THURSDAY SEPTEMBER 20th
KEYNOTE
JANET MURRAY [See
PowerPoint slides or PDF]
Inventing the Medium
Janet Murray opened with a
statement by Daniel Hillis, in his Pattern in the Stone,
that pattern-making is the key to our humanist endeavor, both in
creating reality and giving cultural value (see slide 3). The key
issue of her book, Hamlet on the Holodeck was whether the
computing medium could produce great art, and her answer was a clear
yes - but only when we understand and freely invent the medium,
free of earlier "legacy systems". For her students from
different backgrounds, the computer is effectively a poster, a toaster/appliance,
a TV, a telephone, a card catalog or a rhizome root structure in
the assumptions they wield and work under.
A clip from The Great Train
Robbery dramatized how legacy conventions (in this case painting
and theater) frame any new medium before it discovers its own strengths
and invents its most effective conventions (camera movement, framing,
editing, etc.). And today most users, unclear about their assumptions,
intentions or boundaries produce confusing and confused work that
is unclear about what it is or who it is addressing.
The new paradigms for designing
the new medium are being developed within the new "discipline"
of Information Design (such as at Georgia Tech's Information Design
& Technology program at Murray's own institution of Georgia
Tech). It was interesting that such new areas are often located
within humanities divisions, as Georgia's is--in the School of Literature,
Communication & Culture.
Two of the "Principles
of Interactivity" (in Murray's next book of that title) she
generalized as:
- projects on the Internet
want to be archives; and
- they all want to be
simulations.
There is great interest also
in creating what she calls "kaleidoscopic structure" where
archives, situations can be viewed from different viewpoints.

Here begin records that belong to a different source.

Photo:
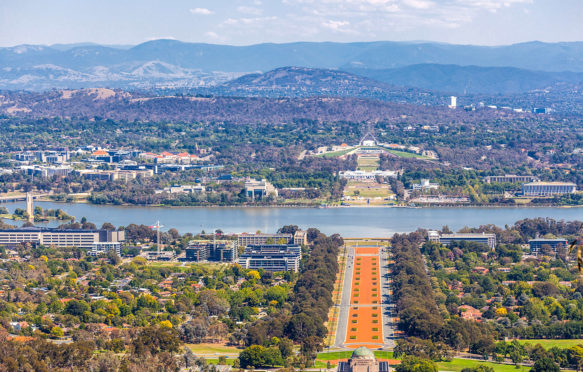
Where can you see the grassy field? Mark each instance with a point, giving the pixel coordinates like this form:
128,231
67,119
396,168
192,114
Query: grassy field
547,344
404,154
367,164
212,349
459,364
335,355
334,154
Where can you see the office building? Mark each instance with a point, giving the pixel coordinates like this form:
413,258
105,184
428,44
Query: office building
272,257
548,188
363,360
300,237
258,189
46,171
362,175
483,238
58,238
245,239
555,244
114,175
223,251
103,248
510,178
433,236
424,185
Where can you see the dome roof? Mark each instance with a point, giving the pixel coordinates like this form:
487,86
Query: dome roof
363,353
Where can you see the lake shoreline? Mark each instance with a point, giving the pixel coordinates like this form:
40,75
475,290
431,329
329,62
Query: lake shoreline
312,206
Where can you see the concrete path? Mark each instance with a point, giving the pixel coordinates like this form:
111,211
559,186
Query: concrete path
388,308
342,324
388,305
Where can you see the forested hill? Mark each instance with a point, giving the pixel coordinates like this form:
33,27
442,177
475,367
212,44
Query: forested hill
174,64
310,82
121,105
471,79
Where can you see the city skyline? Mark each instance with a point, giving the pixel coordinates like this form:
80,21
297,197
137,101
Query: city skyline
245,22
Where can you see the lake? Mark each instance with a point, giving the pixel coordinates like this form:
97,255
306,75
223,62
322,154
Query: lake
348,221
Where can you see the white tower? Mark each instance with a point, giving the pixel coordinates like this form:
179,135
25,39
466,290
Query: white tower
29,207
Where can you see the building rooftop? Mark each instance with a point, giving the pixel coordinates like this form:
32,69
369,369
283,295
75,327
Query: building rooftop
550,183
468,235
363,353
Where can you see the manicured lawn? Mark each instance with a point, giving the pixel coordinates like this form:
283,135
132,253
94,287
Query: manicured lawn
212,349
216,361
547,344
459,364
335,153
404,154
335,355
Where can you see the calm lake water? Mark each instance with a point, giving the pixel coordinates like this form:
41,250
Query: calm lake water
349,222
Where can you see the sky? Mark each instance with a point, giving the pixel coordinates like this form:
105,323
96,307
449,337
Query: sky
244,22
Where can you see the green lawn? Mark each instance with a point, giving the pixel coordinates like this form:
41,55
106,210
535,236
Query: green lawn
334,154
334,355
459,364
404,154
216,361
212,349
547,344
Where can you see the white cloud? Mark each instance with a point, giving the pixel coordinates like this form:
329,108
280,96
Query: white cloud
250,10
335,25
201,11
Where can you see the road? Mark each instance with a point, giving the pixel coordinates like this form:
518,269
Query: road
342,324
386,305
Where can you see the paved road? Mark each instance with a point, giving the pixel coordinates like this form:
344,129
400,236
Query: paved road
388,306
342,324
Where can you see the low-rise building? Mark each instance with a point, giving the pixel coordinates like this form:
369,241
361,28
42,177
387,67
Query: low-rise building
483,238
114,175
103,248
46,171
57,237
554,244
272,257
221,251
363,175
510,178
425,185
258,189
298,238
183,189
548,188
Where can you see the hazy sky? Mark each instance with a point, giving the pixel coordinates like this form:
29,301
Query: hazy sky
241,22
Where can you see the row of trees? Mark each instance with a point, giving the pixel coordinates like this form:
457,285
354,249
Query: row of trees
303,320
417,307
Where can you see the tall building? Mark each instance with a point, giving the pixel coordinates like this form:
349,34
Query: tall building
258,189
298,238
548,188
510,178
272,257
103,248
29,207
57,237
363,360
211,251
483,238
555,244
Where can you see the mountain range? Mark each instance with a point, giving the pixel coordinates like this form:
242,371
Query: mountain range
175,65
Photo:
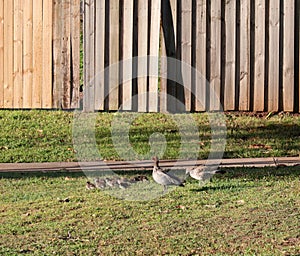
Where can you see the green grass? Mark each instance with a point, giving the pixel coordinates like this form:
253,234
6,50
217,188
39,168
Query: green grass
244,212
46,136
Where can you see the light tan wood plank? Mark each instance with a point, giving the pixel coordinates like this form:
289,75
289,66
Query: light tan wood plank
201,37
230,63
154,53
1,54
288,55
127,54
8,53
273,72
66,54
100,51
215,78
260,51
86,45
186,45
142,53
244,101
57,54
163,106
37,54
75,53
114,40
27,53
47,54
18,53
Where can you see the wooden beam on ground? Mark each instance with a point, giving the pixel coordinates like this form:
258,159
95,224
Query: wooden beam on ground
143,165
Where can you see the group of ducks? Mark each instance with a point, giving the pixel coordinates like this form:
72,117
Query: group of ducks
160,176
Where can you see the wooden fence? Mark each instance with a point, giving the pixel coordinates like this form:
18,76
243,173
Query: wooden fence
247,50
39,53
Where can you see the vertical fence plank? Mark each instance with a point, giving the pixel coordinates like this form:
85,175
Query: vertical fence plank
245,56
215,78
37,54
127,54
288,55
88,49
47,54
66,54
163,75
259,72
186,44
1,53
230,64
114,38
18,54
57,54
75,52
273,72
100,49
154,54
200,89
27,53
8,53
142,52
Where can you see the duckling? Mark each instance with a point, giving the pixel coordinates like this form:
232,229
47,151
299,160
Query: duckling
162,177
203,173
100,183
89,185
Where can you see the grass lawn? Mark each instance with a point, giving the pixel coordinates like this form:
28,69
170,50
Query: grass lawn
243,212
46,136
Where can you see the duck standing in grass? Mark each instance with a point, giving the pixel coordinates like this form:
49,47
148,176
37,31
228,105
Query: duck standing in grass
203,173
164,178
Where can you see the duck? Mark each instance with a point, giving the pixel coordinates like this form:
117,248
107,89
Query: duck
89,185
164,178
203,173
100,183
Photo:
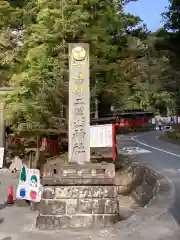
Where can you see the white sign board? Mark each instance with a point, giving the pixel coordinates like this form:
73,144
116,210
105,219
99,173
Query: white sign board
101,136
1,157
29,186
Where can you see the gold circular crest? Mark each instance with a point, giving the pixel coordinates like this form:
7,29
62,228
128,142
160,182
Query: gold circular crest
79,53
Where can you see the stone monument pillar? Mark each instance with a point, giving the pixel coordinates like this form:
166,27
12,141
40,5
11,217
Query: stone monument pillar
79,104
79,194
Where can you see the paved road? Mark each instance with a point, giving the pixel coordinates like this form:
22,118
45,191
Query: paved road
162,156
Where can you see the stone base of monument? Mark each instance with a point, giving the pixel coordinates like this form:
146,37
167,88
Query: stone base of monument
78,196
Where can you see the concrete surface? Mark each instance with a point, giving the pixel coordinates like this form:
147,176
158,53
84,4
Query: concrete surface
163,156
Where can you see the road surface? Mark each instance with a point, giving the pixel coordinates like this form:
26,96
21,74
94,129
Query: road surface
162,156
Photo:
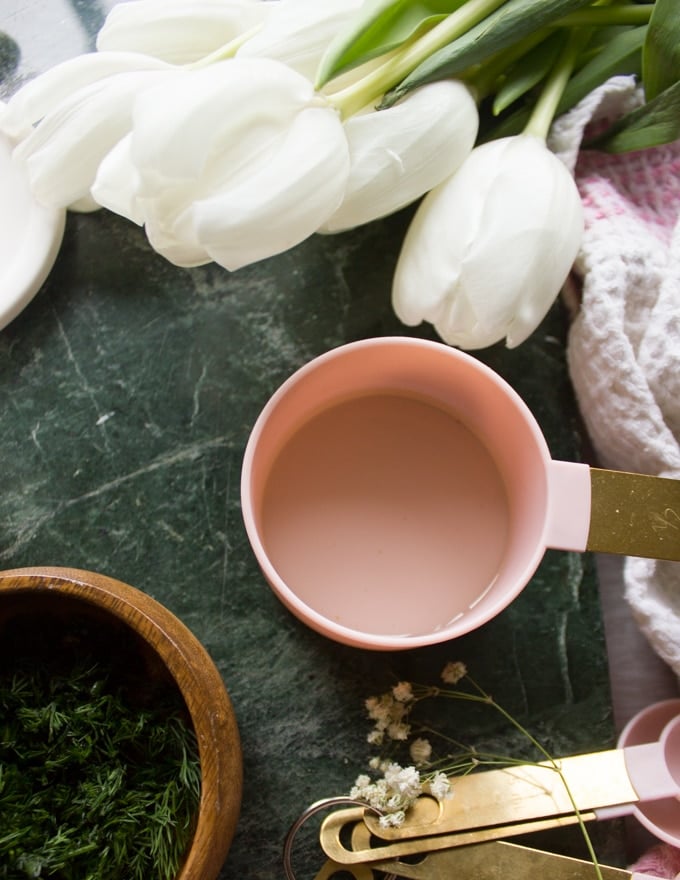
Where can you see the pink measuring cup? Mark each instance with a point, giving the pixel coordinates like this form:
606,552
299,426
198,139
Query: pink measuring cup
397,492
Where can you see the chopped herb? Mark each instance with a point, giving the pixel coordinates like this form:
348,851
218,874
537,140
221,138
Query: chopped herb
95,783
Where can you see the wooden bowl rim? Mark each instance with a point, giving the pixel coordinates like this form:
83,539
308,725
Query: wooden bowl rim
199,682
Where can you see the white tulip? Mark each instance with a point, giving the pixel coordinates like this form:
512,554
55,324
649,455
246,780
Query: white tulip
298,32
399,154
62,153
233,162
179,31
488,250
45,92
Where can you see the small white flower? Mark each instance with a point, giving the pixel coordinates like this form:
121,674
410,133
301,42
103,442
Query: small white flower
453,672
398,731
403,780
440,787
420,751
402,692
392,820
375,737
489,249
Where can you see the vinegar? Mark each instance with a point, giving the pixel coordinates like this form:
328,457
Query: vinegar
386,514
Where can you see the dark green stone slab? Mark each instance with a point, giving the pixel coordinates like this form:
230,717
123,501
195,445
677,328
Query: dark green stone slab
127,392
128,388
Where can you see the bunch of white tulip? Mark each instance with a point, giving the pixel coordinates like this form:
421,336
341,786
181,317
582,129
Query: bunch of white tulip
232,130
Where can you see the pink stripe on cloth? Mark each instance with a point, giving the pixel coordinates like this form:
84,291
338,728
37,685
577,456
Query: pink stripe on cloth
660,861
644,185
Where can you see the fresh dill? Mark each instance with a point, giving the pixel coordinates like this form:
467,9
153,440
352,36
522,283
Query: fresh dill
93,785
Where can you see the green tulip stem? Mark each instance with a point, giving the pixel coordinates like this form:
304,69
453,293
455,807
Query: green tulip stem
599,16
391,72
545,108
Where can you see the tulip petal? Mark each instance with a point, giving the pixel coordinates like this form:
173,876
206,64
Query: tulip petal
298,32
282,201
221,112
179,31
489,249
63,153
399,154
116,183
41,95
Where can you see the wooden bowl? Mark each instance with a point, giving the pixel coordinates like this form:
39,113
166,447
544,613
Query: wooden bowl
165,650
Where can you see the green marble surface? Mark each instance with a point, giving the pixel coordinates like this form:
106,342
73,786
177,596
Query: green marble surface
128,388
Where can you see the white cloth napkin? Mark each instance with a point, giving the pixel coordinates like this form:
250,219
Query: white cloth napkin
624,344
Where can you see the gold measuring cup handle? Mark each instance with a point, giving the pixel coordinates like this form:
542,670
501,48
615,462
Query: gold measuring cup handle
634,515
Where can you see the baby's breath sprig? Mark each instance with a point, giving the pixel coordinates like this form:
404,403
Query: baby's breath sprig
398,787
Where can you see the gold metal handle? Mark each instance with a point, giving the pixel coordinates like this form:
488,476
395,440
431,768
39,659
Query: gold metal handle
634,515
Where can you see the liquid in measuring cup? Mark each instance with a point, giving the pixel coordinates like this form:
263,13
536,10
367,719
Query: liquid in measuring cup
386,514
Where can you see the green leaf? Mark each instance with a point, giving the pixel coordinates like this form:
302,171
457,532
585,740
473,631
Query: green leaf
379,27
527,73
656,122
661,54
513,21
621,56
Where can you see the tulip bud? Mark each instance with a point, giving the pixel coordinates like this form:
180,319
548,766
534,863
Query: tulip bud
488,250
399,154
233,162
62,154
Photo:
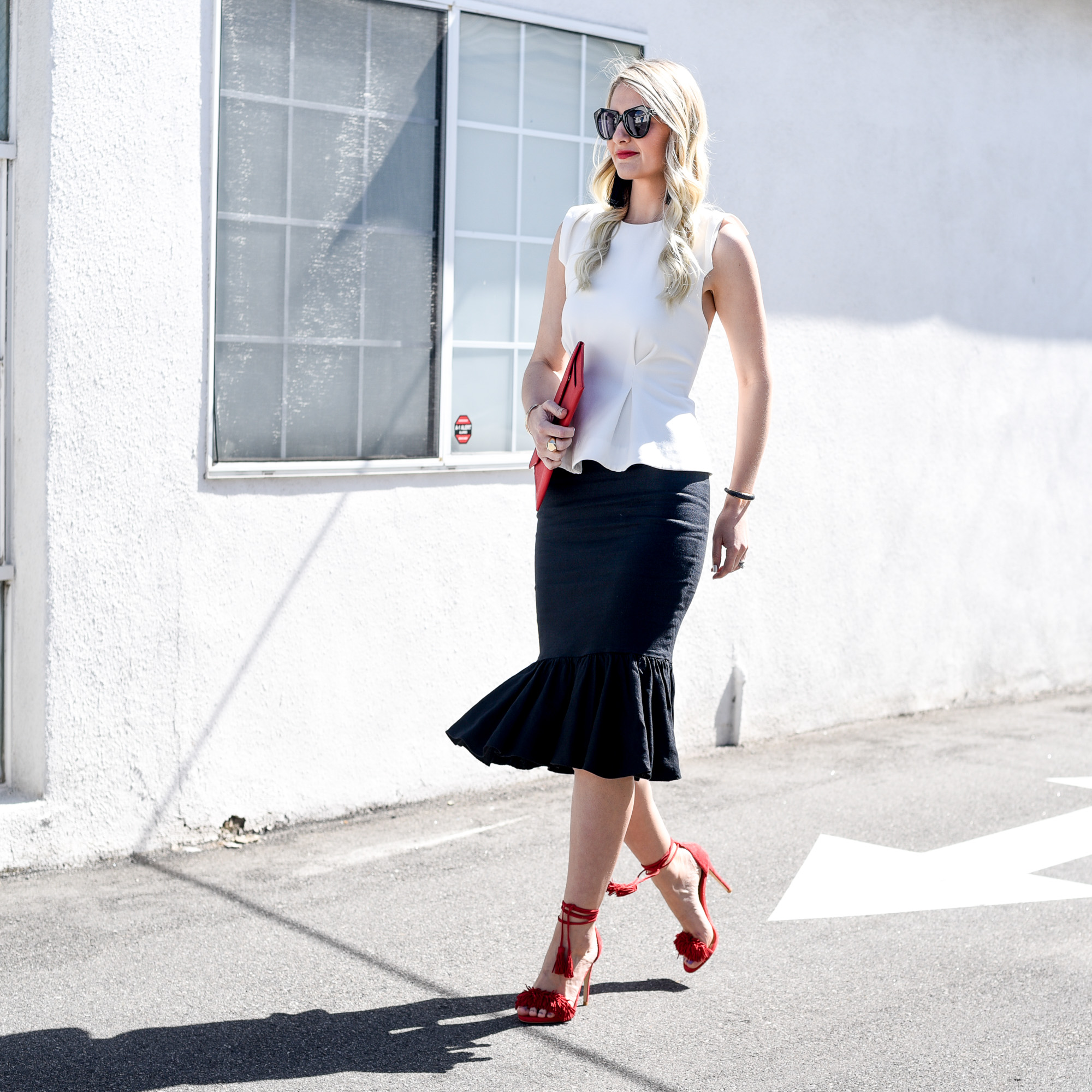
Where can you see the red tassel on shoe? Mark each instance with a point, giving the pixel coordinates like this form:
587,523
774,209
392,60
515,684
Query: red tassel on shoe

Hence the importance of naming
and cataloging, and the critical role of librarians as witnessed
in Sorting Things Out: Classification and Its Consequences by
Geoffrey C. Bowker & Susan Leigh Star (MIT Press, 1999).
Her work at the MIT Shakespeare
Archive showed her that the medium of an original didn't matter,
whether it be text, film, audio, etc. What mattered was the scene
and one needed to index the material despite its medium. So clearly
one way that humanists need computers is to be able to label things
in different ways.
This was a medium that could
not only illustrate what it was you wanted to say, but in its very
nature could assist in clarifying your message and even be instrumental
in the development of an argument. The computer then could be thought
of as a medium of representation that can make signs, create patterns
of meaning, preserve and transmit patterns and expand our understanding
and humanity.
As with the book and the movie,
with new technology you get greater expressiveness, ( so, for example,
our concept of heroism expands when we can see a photography by
Matthew Brady or Dorothea Lange) and the Internet is the most capacious
medium we have had.
Janet Murray then showed a
few examples of the projects she was involved with and what they
were teaching her about the medium. In the Jewish Women's Archive the website was instigating
an examination of how one can reinvent the form of biography. What,
for instance, were the telling life-events we can code for in documentation,
and can people with very different life-experiences code them? At
the Paul Revere House, there was the question of how to put computing
power into the hands of curators who know the complexities of people's
lives and might take on the task of visualizing narrative structures.
And in a project with the American Film Institute, that includes
producing a digital edition of Casablanca (as a prototype
of the AFI Networked Classics Collection, a portal and common information
architecture for the study of American film art), there is the challenge
of building a catalog of American film by scene and keyword. Here,
Murray commented there was a need to establish an open structure
(a standard not a canon) that would allow the formerly marginalized
to comment on the canonical.
The challenge
in a new medium is to think about a complex array, something you
know a lot about and are trying to explain in a way beyond the means
at hand and then to think through what the core tasks are and what
they would be like if they were doable in the most ideal way. She
advised that it was good to look for harbinger materials that were
outgrowing their form or medium. Then exploit the medium and its
own patterns and create authoring tools, keeping an active vision
of what might be possible. She invoked what she called an encyclopedic
"British Museum" stance in which any artifact in any medium,
indexed at all levels of granularity, could be brought to one's
attention.
To design for the future
environment, one will need: standardized metadata; distributed annotation;
an open-ended archive; a growing ability to manipulate with kaleidoscopic
power; and a growing ability to replay and readjust parameters.
She itemized some key pitfalls to avoid, largely to do with legacy
formats and processes, often so internalized as to not be recognizable,
and invoking Hillis' mantra about pattern's ability to create reality,
closed by reminding us what was and what was not "sacred."
It was not the book, it was not a process: it was the expansion
of human knowledge and human understanding.